CHICAGO - Banc One Corp.'s treasurer said the profitability of banks being acquired by the Ohio-based company improved during the second quarter.

Banc One had attracted attention last week with a regulatory filing saying that its profitability would have been 30% lower in the first quarter if all its pending deals had been completed.

Reducing Profit Drag

But the company also indicated that it expected the banks performance to improve by the time the deals are completed. At a conference here Wednesday, treasurer George Meiling presented new evidence to support that view.

Mr. Meiling reported that the drag on profitability would have been about reduced by about half - to 14.5% - in the second quarter, according to pro-forma calculations from recently released earnings reports.

The improving performance by its merger partners is good news for Banc One, whose recent buying spree has raised questions about whether it can sustain its enviable record of high profitability.

|Ahead of Expectations'

By the end of this year, Banc One will complete acquisitions in Arizona, Colorado, Illinois, Indiana, Ohio, and Kentucky. Total assets will grow to $74 billion, from $48.4 billion at midyear.

Referring to the last data, Mr. Meiling said: "We are ahead of our own expectations."

Present and prospective operations would have posted a combined 1.3% return on average assets the second quarter, compared with the 1.52% that Banc One actually reported, he said.

Above Industry Averages

The company's 17.83% return on equity would have fallen to 17.11% if the other operations were included, and its 8.28% ratio of equity to assets would have declined to 7.58%. All of the lower totals still would have been well above industry averages.

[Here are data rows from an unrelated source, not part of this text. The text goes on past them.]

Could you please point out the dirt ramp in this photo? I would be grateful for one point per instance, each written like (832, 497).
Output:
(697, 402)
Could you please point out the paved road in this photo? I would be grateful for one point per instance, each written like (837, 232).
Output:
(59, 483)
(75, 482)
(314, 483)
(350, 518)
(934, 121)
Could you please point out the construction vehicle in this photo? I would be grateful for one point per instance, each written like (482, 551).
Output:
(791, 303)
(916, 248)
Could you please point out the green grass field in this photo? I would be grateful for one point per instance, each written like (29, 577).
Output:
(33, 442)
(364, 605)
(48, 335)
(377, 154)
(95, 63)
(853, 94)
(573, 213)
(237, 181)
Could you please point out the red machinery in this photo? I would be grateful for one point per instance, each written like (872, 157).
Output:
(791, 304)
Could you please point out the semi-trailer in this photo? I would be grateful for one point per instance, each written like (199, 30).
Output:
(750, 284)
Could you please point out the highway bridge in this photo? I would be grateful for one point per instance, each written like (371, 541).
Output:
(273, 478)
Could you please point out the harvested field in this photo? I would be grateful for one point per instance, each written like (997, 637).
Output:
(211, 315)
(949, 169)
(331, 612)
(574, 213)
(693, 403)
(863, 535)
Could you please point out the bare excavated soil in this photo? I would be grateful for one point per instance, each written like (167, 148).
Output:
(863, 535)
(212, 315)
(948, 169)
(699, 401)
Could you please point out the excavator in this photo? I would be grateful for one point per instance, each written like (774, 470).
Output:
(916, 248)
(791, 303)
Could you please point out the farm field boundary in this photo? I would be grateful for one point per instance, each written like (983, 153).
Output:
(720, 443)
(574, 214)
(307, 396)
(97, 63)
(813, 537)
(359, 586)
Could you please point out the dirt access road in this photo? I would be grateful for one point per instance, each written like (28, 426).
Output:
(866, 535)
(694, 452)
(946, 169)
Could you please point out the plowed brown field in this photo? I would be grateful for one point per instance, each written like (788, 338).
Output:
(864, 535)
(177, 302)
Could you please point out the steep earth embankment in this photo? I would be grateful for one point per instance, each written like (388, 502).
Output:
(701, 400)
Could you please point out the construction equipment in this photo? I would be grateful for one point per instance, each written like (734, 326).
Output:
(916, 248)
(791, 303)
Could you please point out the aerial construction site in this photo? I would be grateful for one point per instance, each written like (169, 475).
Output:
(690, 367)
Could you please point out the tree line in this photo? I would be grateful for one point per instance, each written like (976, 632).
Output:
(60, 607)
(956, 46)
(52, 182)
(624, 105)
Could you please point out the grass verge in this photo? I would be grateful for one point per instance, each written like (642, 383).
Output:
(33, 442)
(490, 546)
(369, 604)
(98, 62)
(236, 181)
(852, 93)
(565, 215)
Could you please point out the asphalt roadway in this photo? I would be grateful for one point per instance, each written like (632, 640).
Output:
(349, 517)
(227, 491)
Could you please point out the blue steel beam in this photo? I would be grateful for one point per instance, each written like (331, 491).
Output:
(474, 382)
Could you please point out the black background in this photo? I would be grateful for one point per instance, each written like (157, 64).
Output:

Actual earnings per share came to 87 cents, compared with a pro forma 88 cents for the combined operations.

Also at the conference, which was sponsored by a unit of Kemper Corp., the chairman and chief executive of Norwest Corp. said he expected the Minneapolis-based company to increase earnings per share by at least 13% annually for the next three years.

Lloyd P. Johnson said smaller loan-loss provisions and gains in efficiency would help fuel expected performance gains.